Our summers are less “shorts and t-shirts” and more “fiery armageddon.”
We stay inside at all costs.
If your air conditioning unit dies it can be an emergency situation.
My daughter, however, doesn’t care about the heat. If it’s 107° she wants to play outside just as much as when it’s 74°.
I also enjoy being outdoors, and I chose my house largely for the backyard. I better enjoy it.
It’s only March here, but daily high has been approaching 90 degrees for the last week.
I would condition the outdoor air if I could, but something about the laws of physics tells me that is a fruitless effort. The next best thing I’ve found to make the patio tolerable is a good mister system.
Last summer I roughed in a mister system built out of PVC pipe and some mist nozzles. I hooked it up to the hose to get it up and running. It felt like I had moved somewhere 15 degrees cooler.

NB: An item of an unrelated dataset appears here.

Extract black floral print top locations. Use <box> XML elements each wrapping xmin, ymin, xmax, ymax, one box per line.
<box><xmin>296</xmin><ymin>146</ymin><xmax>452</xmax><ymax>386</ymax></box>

However I quickly got frustrated at this solution. Every time I needed the hose for something else, I had to disconnect it from the misters. I also found myself leaving them on overnight a few times. The misters, on the other hand, were working great. I even loved their positioning. A few extra nozzles to expand the system would be great, but most of all I wanted a way to turn it on and off from my phone.
During the fall I completed my irrigation system including a full sprinkler system for the front and back yards, multiple drip irrigation lines, and dedicated lines for my trees. Since there was never going to be a better time, I added one extra valve. My automated mister system was going to become a reality.
The plumbing is easy; the controller can get complicated. Since I built this on regular irrigation valves, a sprinkler controller would be the logical solution. However, if you’ve ever used a sprinkler controller you’ll know their interface is quite possibly the most frustrating and non-intuitive interface known to mankind. I had 11 valves, and it was obvious that this wouldn’t meet my needs for the misters.
Think about how awesome it would be if your sprinkler controller was on your network. And you could see the current status of every valve from anywhere. What about if you had a clean GUI for setting up your sprinkler schedule?
Enter OpenSprinkler. Being a Raspberry Pi fan I went with the OpenSprinkler Pi (and a Raspberry Pi B+). While the OpenSprinkler interface is perfect for setting up your sprinkler schedules, it still wasn’t the solution I needed for my misters. Thankfully, there’s an API.
Since our temperatures are on the rise, I knew it was time to put together “Misters”, a single purpose iPhone app for my backyard mister system.
In less than an hour, I had a fully functional and easy to use interface to control my misters from my phone.
My hose is free to do hose things. Our misters aren’t left running overnight. And nothing is better than sitting on the patio with a nice cold brew and turning on the misters without getting out of the chair.
Even with misters it’s still too hot during the peak heat in in June, July, or August, but the other hot months have no longer taken my patio from me.
In the next few weeks I hope to expand the number of mist nozzles by a factor of 4 and add some better in-line filtering (our water here in Phoenix is pretty… bad).
If I’m really feeling ambitious, I’ll even paint it.